High-Accuracy Material Classification via Reference-Free Terahertz Spectroscopy: Revisiting Spectral Referencing and Feature Selection
Mathias Hedegaard Kristensen, Paweł Piotr Cielecki, Esben Skovsen
TL;DR
This work tackles material classification using THz spectroscopy without reference spectra by evaluating three feature-selection strategies—mRMR, LASSO, and Sequential Forward Selection (SFS)—paired with LR, NB, and SVM classifiers on both non-referenced and referenced THz reflection spectra. The results show that high accuracy is achievable with a small subset of frequencies (around $10$ features, i.e., ~$1 ext{%}$ of the $649$-point spectrum), with SFS+SVM delivering near-perfect performance even for non-referenced data. The study demonstrates a strong correspondence between SFS-selected frequencies and material absorption bands, confirming that discriminative power arises from genuine spectroscopic contrasts and not from referencing artifacts. These findings pave the way for compact, application-specific THz sensors that operate at sparse frequencies, reducing reliance on broadband sources and reference measurements, and suggesting clear paths toward hardware implementations.
Abstract
We investigate how feature selection algorithms can enable accurate, reference-free classification of materials using sparse-frequency terahertz (THz) reflection spectroscopy. Three classes of feature selection strategies are evaluated. Namely, the filter-based mRMR (minimum Redundancy Maximum Relevance), the embedded LASSO (Least Absolute Shrinkage and Selection Operator), and the wrapper-based SFS (Sequential Forward Selection) algorithms. Each strategy is assessed using the Linear Logistic Regression, Naïve Bayes, and Support Vector Machine classifiers. Our results show that high classification accuracy can be achieved using only a small subset of frequencies. Particularly, when non-referenced spectra are applied.
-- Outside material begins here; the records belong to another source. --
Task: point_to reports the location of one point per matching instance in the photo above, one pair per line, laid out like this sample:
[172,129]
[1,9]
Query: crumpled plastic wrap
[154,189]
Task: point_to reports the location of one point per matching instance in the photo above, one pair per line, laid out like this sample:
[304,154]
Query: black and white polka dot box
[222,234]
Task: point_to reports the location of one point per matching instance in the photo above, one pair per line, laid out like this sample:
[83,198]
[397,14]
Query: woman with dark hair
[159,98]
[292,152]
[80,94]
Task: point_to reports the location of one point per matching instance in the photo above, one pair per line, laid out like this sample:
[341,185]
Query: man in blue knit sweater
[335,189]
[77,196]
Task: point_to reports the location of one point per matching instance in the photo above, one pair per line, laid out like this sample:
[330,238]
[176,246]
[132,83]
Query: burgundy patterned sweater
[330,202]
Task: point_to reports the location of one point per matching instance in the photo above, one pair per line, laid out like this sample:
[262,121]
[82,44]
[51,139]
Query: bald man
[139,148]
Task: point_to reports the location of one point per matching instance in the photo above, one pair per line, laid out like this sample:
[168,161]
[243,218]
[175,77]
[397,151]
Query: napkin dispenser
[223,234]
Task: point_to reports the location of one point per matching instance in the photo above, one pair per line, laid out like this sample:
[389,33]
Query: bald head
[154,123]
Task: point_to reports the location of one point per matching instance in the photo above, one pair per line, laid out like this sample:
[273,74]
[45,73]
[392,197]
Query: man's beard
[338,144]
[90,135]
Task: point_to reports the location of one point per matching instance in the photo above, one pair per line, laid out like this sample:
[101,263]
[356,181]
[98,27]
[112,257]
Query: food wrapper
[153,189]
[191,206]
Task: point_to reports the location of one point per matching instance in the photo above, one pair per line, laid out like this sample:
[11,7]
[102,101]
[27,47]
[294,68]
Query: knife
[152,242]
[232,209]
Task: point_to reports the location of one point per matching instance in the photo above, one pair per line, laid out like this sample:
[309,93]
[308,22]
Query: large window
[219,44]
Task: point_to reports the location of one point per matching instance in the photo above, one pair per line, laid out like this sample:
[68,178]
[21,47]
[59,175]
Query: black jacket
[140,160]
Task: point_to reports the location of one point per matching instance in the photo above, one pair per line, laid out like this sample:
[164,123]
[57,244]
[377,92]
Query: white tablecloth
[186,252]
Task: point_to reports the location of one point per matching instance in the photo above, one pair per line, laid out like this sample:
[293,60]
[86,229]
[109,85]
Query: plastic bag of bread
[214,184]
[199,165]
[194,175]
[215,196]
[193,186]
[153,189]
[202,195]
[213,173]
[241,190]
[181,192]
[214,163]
Furthermore, we show that the SFS-selected features align with the materials' absorption bands, confirming that the discriminative power arises from genuine spectroscopic contrasts. These findings highlights that reducing spectral dimensionality through data-driven selection eliminates the need for broadband sources and reference measurements, enabling compact, application-specific THz sensors. This approach offers robust material identification in real-world scenarios such as security screening, non-destructive testing, and environmental monitoring.